Per indagare la capacità “attrattiva” dei diversi elementi che compongono una notizia scientifica, all’interno della ricerca è stata inserita una fake news, creata ad arte nel layout di una nota app di messaggistica, che correlava la diffusione geografica del Coronavirus alla coltivazione di grandi quantità di riso. La notizia è stata ritenuta vera o credibile da ben 1 intervistato su 4, e ne ha lasciata nell’indecisione una quota paragonabile. Purtroppo, la notizia viene considerata “veritiera” soprattutto dai più giovani: ci ha creduto infatti circa 1/3 dei 18-34enni, contro il 17% dei 55-65enni. Sorprende anche che gli appartenenti alla classe sociale con maggiori risorse – per i quali ci si aspetta una maggiore facilità nell’accedere alle informazioni e nel coglierne la “qualità” – nel 30% dei casi non abbiano ritenuto la notizia un falso. “La facilità di diffusione delle fake news è un problema molto ampio, che trova particolare spazio in tutti i settori collegati alla salute” – osserva Arianna Rolandi, direttore scientifico e relazioni esterne di Yakult Italia – “Quello dell’alimentazione non fa eccezione, il che mette sempre più a dura prova la credibilità del settore stesso. Per questo sosteniamo da anni iniziative educazionali, rivolte sia alla cittadinanza sia ai professionisti della comunicazione, in stretta collaborazione con le Istituzioni Scientifiche più accreditate, tra cui spicca il Museo Nazionale della Scienza e della Tecnologia di Milano”.

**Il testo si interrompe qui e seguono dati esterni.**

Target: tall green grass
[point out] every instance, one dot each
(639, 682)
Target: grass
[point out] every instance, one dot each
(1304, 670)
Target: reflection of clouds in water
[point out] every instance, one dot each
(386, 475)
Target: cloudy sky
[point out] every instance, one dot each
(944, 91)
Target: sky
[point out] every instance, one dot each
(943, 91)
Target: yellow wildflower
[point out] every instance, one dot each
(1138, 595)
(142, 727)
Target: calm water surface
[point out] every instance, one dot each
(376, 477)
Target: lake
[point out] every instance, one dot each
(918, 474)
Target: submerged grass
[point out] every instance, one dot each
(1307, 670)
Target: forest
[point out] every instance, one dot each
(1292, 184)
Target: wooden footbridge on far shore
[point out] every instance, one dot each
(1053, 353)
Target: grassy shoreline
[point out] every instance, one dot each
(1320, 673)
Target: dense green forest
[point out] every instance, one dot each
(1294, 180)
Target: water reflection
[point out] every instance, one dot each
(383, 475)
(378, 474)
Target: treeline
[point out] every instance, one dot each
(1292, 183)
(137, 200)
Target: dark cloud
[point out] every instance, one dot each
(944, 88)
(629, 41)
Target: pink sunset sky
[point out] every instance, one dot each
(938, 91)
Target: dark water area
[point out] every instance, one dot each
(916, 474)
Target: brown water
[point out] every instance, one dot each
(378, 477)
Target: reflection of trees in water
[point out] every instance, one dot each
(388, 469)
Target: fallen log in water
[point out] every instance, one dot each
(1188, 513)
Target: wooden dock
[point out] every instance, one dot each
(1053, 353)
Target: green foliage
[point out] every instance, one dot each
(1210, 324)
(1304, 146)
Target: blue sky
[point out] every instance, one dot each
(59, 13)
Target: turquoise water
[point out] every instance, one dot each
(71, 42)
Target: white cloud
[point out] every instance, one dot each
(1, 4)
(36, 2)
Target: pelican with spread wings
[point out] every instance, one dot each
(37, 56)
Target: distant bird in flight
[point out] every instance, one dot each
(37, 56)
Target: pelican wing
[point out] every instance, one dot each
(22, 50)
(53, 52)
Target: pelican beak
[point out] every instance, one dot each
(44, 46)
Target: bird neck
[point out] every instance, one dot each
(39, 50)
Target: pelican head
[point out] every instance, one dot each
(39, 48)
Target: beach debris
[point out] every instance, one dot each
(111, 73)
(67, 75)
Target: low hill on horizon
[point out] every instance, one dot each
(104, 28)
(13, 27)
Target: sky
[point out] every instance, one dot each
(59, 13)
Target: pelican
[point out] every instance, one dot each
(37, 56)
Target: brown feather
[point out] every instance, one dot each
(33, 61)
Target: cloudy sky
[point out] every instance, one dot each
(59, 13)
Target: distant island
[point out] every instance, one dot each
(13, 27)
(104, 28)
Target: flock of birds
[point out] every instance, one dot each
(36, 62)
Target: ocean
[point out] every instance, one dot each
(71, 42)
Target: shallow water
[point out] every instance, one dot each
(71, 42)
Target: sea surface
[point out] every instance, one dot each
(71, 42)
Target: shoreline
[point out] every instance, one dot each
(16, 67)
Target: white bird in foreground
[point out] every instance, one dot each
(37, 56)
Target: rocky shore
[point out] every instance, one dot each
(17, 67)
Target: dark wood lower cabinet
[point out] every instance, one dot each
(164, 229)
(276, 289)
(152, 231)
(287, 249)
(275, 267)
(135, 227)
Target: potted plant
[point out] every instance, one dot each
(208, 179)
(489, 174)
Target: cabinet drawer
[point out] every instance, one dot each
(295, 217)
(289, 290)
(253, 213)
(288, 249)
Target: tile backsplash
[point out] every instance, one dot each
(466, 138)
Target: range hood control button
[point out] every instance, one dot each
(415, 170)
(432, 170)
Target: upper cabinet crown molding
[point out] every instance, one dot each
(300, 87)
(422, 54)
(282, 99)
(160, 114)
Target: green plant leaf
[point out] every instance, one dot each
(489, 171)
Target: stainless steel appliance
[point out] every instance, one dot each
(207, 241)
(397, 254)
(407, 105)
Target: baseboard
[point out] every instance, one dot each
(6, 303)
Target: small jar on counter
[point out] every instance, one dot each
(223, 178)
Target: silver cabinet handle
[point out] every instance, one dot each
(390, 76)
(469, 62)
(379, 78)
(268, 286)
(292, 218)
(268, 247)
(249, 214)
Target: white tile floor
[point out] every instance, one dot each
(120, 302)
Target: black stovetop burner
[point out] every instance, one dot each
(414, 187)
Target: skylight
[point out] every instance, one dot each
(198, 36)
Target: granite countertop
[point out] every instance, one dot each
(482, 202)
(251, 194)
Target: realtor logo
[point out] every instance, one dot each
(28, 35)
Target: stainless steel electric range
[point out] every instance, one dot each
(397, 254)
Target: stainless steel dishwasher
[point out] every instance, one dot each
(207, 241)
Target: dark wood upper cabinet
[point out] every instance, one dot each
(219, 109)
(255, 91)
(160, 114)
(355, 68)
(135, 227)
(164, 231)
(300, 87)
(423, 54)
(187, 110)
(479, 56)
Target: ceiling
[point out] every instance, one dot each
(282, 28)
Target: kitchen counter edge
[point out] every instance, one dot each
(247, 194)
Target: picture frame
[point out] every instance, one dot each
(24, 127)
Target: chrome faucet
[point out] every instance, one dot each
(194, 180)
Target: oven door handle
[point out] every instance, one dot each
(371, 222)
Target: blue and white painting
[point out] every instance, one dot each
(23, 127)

Ma quanto tempo serve, secondo gli italiani, perché la scienza dia risposte chiare davanti a un nuovo fenomeno? Meno di un anno per quasi 1 italiano su 2, e addirittura meno di 6 mesi per 1 intervistato su 5. “Probabilmente – conclude Cosimo Finzi – l’attesa pressante di un vaccino contro il Coronavirus è una “molla” che spinge molto in alto le aspettative sulla rapidità dei tempi, nonostante lo stesso mondo scientifico abbia più volte avvisato della necessità di tempi ben maggiori”.